O que aconteceu em Casa Paola nos dias 28 e 29 de julho?

A Polícia Local de Sant Josep desalojou a mesma festa ilegal na Casa Paola, uma villa de luxo em Es Cubells alugada por cerca de 7.000 euros por noite, não uma, mas duas vezes em 24 horas. O jornal local La Voz de Ibiza noticiou mais de 600 pessoas no interior quando a polícia interveio a 28 de julho, com um drone a sobrevoar a propriedade; o Periódico de Ibiza aponta antes para 250-300 pessoas e nomeia o DJ que tocava, Franky Ricardo, pago com 25.000 euros por um set das 9h30 ao meio-dia. Os convidados saíram em roupa de festa, copo na mão, alguns levados em carrinhas de transfer; quatro pessoas terão recusado sair com a imprensa no local. No dia seguinte a polícia voltou e desmantelou a mesma festa outra vez.

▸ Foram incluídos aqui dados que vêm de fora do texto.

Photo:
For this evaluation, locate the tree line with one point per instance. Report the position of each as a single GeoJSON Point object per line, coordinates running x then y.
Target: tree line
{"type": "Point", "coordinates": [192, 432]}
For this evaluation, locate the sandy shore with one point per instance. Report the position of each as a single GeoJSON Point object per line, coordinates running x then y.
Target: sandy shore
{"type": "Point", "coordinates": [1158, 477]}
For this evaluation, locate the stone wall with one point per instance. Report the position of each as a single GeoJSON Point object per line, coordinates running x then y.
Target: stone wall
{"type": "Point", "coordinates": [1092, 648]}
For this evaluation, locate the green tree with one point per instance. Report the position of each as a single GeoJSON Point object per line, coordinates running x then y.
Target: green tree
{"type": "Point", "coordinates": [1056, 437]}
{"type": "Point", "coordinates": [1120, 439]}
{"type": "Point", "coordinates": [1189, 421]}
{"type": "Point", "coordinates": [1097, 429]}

O promotor, um cidadão israelita que não foi identificado publicamente, não escondeu a sua irritação.

"Nos gastamos muchísimo dinero en esta 'fucking island' y ¿así nos lo agradecen?" ("Gastámos imenso dinheiro nesta 'fucking island' e é assim que nos agradecem?")

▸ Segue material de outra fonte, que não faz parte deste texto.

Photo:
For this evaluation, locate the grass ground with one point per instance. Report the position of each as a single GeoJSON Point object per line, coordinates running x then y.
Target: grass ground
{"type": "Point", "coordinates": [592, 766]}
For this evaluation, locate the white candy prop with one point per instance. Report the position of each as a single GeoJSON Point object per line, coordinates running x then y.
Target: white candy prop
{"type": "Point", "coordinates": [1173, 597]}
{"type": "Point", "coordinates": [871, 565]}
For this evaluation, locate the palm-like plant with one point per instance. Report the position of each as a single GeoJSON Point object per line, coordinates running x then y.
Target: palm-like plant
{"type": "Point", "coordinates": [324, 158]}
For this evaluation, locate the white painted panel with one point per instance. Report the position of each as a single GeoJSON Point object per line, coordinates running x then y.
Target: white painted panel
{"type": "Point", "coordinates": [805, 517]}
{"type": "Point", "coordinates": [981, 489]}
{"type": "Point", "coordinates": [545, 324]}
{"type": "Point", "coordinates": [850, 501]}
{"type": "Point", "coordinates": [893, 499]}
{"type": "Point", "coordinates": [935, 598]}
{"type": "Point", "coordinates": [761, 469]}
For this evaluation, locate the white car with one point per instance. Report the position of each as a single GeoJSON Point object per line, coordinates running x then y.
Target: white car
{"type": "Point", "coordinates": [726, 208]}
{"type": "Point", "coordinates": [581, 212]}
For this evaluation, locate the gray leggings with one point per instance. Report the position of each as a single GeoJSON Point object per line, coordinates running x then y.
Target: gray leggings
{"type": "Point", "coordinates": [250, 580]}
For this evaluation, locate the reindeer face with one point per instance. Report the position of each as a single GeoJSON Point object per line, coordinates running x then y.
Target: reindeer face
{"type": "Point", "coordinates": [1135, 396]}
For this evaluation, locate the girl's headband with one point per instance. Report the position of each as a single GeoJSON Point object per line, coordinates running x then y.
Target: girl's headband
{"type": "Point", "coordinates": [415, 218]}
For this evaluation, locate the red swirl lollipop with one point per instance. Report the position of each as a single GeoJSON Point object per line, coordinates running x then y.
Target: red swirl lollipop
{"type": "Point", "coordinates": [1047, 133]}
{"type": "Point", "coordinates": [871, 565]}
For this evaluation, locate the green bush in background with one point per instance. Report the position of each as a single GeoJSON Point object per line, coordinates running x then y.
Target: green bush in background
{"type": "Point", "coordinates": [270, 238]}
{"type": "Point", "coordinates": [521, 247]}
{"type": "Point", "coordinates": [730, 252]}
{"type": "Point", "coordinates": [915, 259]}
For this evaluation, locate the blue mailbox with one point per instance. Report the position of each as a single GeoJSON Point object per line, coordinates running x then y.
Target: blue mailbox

Por que continua Casa Paola a organizar festas apesar de uma ordem de demolição?

A proprietária da villa, Paquita Sánchez Marsán, contesta uma ordem de demolição parcial que abrange cerca de 500 metros quadrados de construção ilegal, orçada em 231.948 euros quando foi decidida em abril de 2024. Já bloqueou fisicamente as equipas encarregues de executar a demolição, e o caso está agora parado nos tribunais administrativos. Não é o seu primeiro confronto com as autoridades: Casa Paola já tinha sido multada em 20.000 euros em 2021 por comercialização ilegal e em 10.000 euros por prestar serviços de alojamento sem autorização. A sua propriedade anterior, Casa Lola, não teve a mesma sorte, foi totalmente demolida em 2022 num caso semelhante.

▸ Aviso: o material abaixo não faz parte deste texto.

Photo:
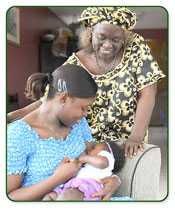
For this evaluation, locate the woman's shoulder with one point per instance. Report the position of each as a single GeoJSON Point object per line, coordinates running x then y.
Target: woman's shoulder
{"type": "Point", "coordinates": [18, 129]}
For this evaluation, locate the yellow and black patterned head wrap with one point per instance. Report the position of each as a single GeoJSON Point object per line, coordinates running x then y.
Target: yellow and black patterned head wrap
{"type": "Point", "coordinates": [120, 16]}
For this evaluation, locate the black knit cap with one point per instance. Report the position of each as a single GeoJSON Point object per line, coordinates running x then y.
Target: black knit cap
{"type": "Point", "coordinates": [75, 80]}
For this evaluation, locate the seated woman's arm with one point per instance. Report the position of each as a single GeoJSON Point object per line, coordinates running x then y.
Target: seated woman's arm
{"type": "Point", "coordinates": [37, 191]}
{"type": "Point", "coordinates": [98, 161]}
{"type": "Point", "coordinates": [20, 113]}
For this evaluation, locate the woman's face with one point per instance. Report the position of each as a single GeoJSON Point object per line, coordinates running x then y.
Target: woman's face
{"type": "Point", "coordinates": [73, 109]}
{"type": "Point", "coordinates": [107, 40]}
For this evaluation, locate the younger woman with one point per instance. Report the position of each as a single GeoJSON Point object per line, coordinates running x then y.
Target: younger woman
{"type": "Point", "coordinates": [39, 142]}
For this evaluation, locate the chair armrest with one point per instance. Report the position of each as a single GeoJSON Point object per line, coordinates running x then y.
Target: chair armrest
{"type": "Point", "coordinates": [141, 174]}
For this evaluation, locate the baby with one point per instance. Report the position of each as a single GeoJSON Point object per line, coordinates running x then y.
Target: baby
{"type": "Point", "coordinates": [99, 161]}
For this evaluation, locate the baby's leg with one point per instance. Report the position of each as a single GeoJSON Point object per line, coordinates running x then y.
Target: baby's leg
{"type": "Point", "coordinates": [52, 196]}
{"type": "Point", "coordinates": [71, 194]}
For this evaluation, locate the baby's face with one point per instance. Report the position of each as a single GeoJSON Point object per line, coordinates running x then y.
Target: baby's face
{"type": "Point", "coordinates": [97, 148]}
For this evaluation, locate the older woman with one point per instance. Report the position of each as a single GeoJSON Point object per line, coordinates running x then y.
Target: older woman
{"type": "Point", "coordinates": [121, 63]}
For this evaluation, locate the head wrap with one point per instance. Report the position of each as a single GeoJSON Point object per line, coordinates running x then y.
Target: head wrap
{"type": "Point", "coordinates": [120, 16]}
{"type": "Point", "coordinates": [75, 80]}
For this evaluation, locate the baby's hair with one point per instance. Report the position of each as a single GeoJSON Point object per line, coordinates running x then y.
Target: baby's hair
{"type": "Point", "coordinates": [119, 156]}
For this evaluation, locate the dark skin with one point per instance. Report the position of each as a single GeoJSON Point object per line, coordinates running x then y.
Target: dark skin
{"type": "Point", "coordinates": [107, 40]}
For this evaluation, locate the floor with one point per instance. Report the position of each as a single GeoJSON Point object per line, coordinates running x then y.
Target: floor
{"type": "Point", "coordinates": [158, 136]}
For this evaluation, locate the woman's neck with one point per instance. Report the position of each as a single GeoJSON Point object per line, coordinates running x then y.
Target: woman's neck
{"type": "Point", "coordinates": [43, 117]}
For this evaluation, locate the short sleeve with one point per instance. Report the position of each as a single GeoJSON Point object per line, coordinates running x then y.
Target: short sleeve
{"type": "Point", "coordinates": [147, 68]}
{"type": "Point", "coordinates": [17, 149]}
{"type": "Point", "coordinates": [85, 129]}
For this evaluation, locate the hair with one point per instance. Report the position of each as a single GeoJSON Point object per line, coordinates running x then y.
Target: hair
{"type": "Point", "coordinates": [69, 78]}
{"type": "Point", "coordinates": [119, 156]}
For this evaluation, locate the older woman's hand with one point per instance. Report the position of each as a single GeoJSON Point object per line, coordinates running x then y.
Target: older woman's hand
{"type": "Point", "coordinates": [132, 147]}
{"type": "Point", "coordinates": [111, 184]}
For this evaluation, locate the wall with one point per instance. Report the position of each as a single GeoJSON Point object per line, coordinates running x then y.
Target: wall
{"type": "Point", "coordinates": [23, 60]}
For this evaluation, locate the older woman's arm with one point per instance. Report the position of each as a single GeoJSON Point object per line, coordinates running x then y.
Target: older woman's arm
{"type": "Point", "coordinates": [144, 110]}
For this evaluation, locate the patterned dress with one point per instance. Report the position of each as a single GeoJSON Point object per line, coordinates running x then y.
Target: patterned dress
{"type": "Point", "coordinates": [36, 158]}
{"type": "Point", "coordinates": [111, 117]}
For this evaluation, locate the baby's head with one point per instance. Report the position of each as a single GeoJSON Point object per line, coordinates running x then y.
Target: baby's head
{"type": "Point", "coordinates": [119, 156]}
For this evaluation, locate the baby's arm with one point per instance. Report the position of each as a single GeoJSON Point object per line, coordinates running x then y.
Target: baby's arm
{"type": "Point", "coordinates": [98, 161]}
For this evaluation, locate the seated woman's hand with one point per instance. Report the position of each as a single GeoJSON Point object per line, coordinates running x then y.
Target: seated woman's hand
{"type": "Point", "coordinates": [110, 184]}
{"type": "Point", "coordinates": [132, 146]}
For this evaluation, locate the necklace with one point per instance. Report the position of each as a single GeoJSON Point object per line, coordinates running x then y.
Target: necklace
{"type": "Point", "coordinates": [103, 67]}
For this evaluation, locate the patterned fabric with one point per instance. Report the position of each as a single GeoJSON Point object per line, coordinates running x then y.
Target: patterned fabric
{"type": "Point", "coordinates": [113, 15]}
{"type": "Point", "coordinates": [111, 117]}
{"type": "Point", "coordinates": [37, 158]}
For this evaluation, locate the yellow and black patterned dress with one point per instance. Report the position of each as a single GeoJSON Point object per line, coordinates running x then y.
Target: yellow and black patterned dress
{"type": "Point", "coordinates": [111, 117]}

O combate às festas em villas em Ibiza está mesmo a funcionar?

Dois desalojamentos num só dia, um drone no ar, multas de seis dígitos já aplicadas e uma ordem de demolição pendente mal travam o dinheiro que circula. Um promotor pagou na mesma 25.000 euros por um set matinal numa villa a 7.000 euros a noite, e a queixa mais alta que se ouviu foi sobre o custo da festa, não sobre a sua ilegalidade. Enquanto uma ordem de demolição não for mesmo cumprida, em vez de ficar bloqueada à entrada, a economia das festas ilegais em villas não tem motivo para parar.